By preventing imports, this also prevents the entry of new ideas for local
industries which in turn slows down innovation and industrial development,
hence, leaving local industries at a disadvantage, inferior quality of goods and a
lesser efficient rate of production, contrary to industries from other countries.
5.2 Subsidizing farmers and government owned and controlled firms in industry
- By subsidizing farmers and government owned and controlled firms in the
industry, similar to the protection of local industries, the subsidy on farmers
leads to a lesser quality of output. Although they have been receiving financial
support, the industry ceases to develop and grow meaning there is no
practicality in the financial support towards farmers. Subsidizing government
owned and controlled firms on the other hand acts the same way. By subsidizing
government owned firms, firms became complacent as well leading to a
stagnant industry knowing they are financially supported either way.

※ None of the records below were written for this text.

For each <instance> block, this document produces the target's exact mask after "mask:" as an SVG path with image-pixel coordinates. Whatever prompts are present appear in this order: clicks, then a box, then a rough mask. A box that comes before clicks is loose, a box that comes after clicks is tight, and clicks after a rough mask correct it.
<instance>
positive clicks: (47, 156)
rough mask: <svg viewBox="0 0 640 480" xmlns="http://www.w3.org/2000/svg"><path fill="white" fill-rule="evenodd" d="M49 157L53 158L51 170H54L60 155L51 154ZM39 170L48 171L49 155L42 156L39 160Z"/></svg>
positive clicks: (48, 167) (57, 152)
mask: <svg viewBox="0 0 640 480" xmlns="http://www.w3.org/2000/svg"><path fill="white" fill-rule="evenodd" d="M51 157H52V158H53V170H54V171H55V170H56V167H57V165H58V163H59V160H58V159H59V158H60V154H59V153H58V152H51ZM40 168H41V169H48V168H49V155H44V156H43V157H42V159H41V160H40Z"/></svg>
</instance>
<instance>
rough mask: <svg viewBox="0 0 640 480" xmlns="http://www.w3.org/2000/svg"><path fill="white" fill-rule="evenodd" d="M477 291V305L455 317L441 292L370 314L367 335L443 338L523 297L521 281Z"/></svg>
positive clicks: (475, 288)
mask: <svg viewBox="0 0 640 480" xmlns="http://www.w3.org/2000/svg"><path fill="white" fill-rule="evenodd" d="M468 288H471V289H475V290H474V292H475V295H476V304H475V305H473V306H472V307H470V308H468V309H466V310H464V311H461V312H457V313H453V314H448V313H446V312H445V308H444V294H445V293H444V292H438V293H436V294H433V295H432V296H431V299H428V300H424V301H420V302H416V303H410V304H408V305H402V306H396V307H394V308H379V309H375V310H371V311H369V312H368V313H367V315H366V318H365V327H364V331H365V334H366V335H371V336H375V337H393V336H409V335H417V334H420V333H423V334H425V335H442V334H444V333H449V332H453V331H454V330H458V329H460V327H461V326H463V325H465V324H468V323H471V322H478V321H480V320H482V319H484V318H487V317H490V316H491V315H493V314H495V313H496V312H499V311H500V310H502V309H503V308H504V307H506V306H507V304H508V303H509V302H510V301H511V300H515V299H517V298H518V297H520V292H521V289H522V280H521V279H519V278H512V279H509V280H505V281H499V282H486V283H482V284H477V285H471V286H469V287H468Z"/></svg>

5.3 Providing free cash to the unemployed, single mothers, free housing, and free
food
- Through the provision of short term benefits, although this instantly improves
consumer living standards, this causes a negative impact on the long run as this
causes increased state dependency.
5.4 Providing free public education at all levels and generous social security benefits
to the elderly.
- By providing free public education at all levels, like any other industry without
competition, educational institutions find no need to improve quality of output
given that they are publicly funded and run. Contrary to private education where
profit is an incentive to improve work and education quality, public education
lessens educational standards. This goes the same with generous social security
benefits where people may also become complacent on the benefits of the
government leading to a less incentivized worker.